Differential diagnoses![toggle arrow icon](https://manus-media.amboss.com/icons/chevron_up.svg)
- Other arthropod bites, e.g., bedbugs, ticks, mosquitoes
- Delusional parasitosis
- Urticaria
- Atopic dermatitis
- Allergic contact dermatitis
- Seborrheic dermatitis
- Lichen sclerosus
- Genital lichen planus
- Folliculitis
- Impetigo
- Tinea
The differential diagnoses listed here are not exhaustive.
Treatment![toggle arrow icon](https://manus-media.amboss.com/icons/chevron_up.svg)
General principles [2][4]
- Start treatment with a scabicidal agent.
- Treat pruritus with oral antihistamines and/or topical corticosteroids as needed. [5]
- Treat secondary bacterial infection of the lesions with topical or systemic antibiotics; see “Antibiotic therapy for skin and soft tissue infections” for details. [5]
- Advise all patients
- On measures to prevent transmission and reinfection
- To trim fingernails to reduce the risk of excoriation and superinfection
- To stay home from school or work until treatment is completed [1]
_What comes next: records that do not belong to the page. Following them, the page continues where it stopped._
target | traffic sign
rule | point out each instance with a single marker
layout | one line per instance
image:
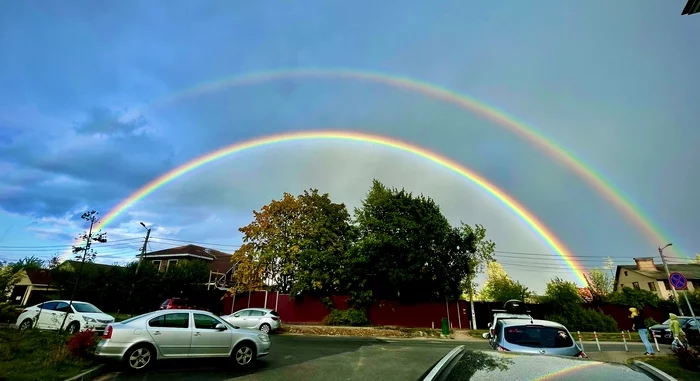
(678, 281)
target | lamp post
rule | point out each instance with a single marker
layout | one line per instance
(668, 276)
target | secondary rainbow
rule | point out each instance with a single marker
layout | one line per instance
(499, 194)
(596, 180)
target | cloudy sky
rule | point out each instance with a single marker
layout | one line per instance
(96, 100)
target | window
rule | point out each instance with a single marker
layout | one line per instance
(205, 322)
(86, 308)
(176, 320)
(538, 337)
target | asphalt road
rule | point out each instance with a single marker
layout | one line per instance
(309, 358)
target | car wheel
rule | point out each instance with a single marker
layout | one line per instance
(73, 328)
(26, 324)
(244, 354)
(139, 357)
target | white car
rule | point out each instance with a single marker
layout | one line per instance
(263, 319)
(179, 334)
(50, 315)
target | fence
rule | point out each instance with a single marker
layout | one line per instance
(311, 310)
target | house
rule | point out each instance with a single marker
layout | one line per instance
(33, 284)
(647, 275)
(220, 267)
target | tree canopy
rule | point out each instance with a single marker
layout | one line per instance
(398, 245)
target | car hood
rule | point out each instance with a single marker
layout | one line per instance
(99, 316)
(480, 365)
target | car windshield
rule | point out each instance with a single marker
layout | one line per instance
(86, 308)
(538, 336)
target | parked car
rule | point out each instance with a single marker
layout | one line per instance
(263, 319)
(535, 337)
(179, 304)
(462, 364)
(50, 315)
(177, 334)
(688, 325)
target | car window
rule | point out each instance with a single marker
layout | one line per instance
(86, 308)
(48, 305)
(202, 321)
(61, 307)
(538, 336)
(177, 320)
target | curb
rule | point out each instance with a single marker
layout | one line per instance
(88, 375)
(659, 374)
- For suspected treatment failure, use of a different scabicidal agent is recommended. [4]
Itching may persist for up to 2 weeks after treatment. If symptoms last longer, consider treatment failure, reinfection, or alternative diagnoses. [2][4]
Scabicidal agents [2][4][6]
First-line (for adults and children)
- Permethrin 5% cream [2][4]
- Dose may be repeated in one week. [2]
A single application of permethrin 5% cream is usually curative, but symptoms of pruritus may persist for up to 2 weeks. [2]
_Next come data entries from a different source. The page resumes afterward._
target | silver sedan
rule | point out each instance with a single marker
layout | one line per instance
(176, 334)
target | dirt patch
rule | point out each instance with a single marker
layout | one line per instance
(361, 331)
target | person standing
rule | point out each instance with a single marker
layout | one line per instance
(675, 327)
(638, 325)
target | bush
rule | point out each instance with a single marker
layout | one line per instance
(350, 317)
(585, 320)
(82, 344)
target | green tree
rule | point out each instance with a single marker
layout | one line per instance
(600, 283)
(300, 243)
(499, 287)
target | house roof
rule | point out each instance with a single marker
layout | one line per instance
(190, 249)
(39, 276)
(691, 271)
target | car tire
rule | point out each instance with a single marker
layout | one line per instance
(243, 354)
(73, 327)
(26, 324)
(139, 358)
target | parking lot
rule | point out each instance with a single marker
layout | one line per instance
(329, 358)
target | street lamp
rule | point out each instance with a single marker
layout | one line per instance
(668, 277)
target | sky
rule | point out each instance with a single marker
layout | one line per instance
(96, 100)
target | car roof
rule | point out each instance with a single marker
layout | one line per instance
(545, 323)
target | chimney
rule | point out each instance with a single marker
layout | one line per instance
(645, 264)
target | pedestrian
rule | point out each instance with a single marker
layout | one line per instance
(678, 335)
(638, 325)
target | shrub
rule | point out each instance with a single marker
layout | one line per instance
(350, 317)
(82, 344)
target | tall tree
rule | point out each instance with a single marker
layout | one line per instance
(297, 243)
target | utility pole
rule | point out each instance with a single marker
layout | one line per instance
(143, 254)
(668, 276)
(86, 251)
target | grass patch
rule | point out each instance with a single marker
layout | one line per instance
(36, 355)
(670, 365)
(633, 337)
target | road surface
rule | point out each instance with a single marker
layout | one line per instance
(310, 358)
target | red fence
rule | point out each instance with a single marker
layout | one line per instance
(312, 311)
Mechanism of action of permethrin: inhibition of voltage-gated sodium channels in the mite → delayed repolarization of neurons → paralysis and death of the mite
Alternatives
-
For adults only
- Oral ivermectin (off-label) [4]
- Crotamiton 10% cream [5][6]
- Lindane 1% lotion : Consider only in nonpregnant nonlactating adults who do not respond to or cannot tolerate other agents. [4]
- For adults and children: sulfur 5–10% ointment [5][6]
Oral ivermectin has limited ovicidal action. If used to treat scabies, a second dose is required after 14 days. [4]
Mechanism of action of lindane: blocks GABA channels → neurotoxicity in the mite
Prevention of transmission and reinfection [1]
- Wash all clothing and bedding in hot water ≥ 50°C (≥ 122°F). [1][2]
-
Treat all of the following individuals simultaneously with the patient:
- Household members within the last month
- Sexual partners within the last two months [1][2]
- Advise household members to avoid direct, prolonged contact with the patient's skin, bedding, and clothing until treatment completion.
- In the event of a suspected outbreak:
- Notify the local health department.
- Increase surveillance to identify new cases.
Complications![toggle arrow icon](https://manus-media.amboss.com/icons/chevron_up.svg)
- Bacterial superinfection : can lead to post-streptococcal glomerulonephritis
- Generalized involvement
- Eczema
- Pyoderma
- Lymphadenitis
We list the most important complications. The selection is not exhaustive.